Ensemble-Reduction Techniques

xclim.ensembles provides means of reducing the number of candidates in a sample to get a reasonable and representative spread of outcomes using a reduced number of candidates. By reducing the number of realizations in a strategic manner, we can significantly reduce the number of realizations to examine, while maintaining statistical representation of original dataset. This is particularly useful when computation power or time is a factor.

For more information on the principles and methods behind ensemble reduction techniques, see: https://journals.plos.org/plosone/article?id=10.1371/journal.pone.0152495 and https://doi.org/10.1175/JCLI-D-14-00636.1

Selection Criteria
The following example considers 50 member ensemble with a total of 6 criteria considered (3 variable deltas * 2 time horizons).
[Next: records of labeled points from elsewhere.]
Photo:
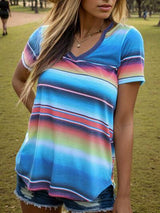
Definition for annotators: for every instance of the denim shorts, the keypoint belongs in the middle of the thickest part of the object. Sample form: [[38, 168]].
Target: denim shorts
[[104, 202]]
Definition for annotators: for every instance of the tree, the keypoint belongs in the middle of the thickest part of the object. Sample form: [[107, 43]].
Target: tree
[[139, 3]]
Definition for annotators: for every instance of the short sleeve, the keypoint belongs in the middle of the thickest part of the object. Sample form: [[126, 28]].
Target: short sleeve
[[32, 49], [131, 68]]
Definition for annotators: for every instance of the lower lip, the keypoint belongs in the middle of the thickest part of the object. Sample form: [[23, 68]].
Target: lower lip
[[105, 9]]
Our goal is to reduce this number to a more manageable size while preserving the range of uncertainty across our different criteria.
:
import matplotlib.pyplot as plt
import numpy as np
import xarray as xr
from xclim import ensembles

# Using an xarray dataset of our criteria
ds_crit
:
<xarray.Dataset>
Dimensions:             (horizon: 2, realization: 50)
Coordinates:
* horizon             (horizon) <U9 '2041-2070' '2071-2100'
Dimensions without coordinates: realization
Data variables:
delta_annual_tavg   (horizon, realization) float64 5.646 3.6 ... 5.594 6.144
delta_annual_prtot  (horizon, realization) float64 14.42 -1.739 ... 20.69
delta_JJA_prtot     (horizon, realization) float64 -1.108 -0.7181 ... 3.48
:
plt.style.use("seaborn-dark")
plt.rcParams["figure.figsize"] = (13, 5)
fig = plt.figure(figsize=(11, 9))
ax = plt.axes(projection="3d")

for h in ds_crit.horizon:
ax.scatter(
ds_crit.sel(horizon=h).delta_annual_tavg,
ds_crit.sel(horizon=h).delta_annual_prtot,
ds_crit.sel(horizon=h).delta_JJA_prtot,
label=f"delta {h.values}",
)

ax.set_xlabel("delta_annual_tavg (C)")
ax.set_ylabel("delta_annual_prtot (%)")
ax.set_zlabel("delta_JJA_prtot (%)")
plt.legend()
plt.show() Ensemble reduction techniques in xclim require a 2D array with dimensions of criteria (values) and realization (runs/simulations).

:
# Create 2d xr.DataArray containing criteria values
crit = None
for h in ds_crit.horizon:
for v in ds_crit.data_vars:
if crit is None:
crit = ds_crit[v].sel(horizon=h)
else:
crit = xr.concat((crit, ds_crit[v].sel(horizon=h)), dim="criteria")
crit.name = "criteria"
crit.shape
:
(6, 50)

K-Means reduce ensemble

The kmeans_reduce_ensemble works by grouping realizations into sub-groups based on the provided critera and retaining a representative realization per sub-group.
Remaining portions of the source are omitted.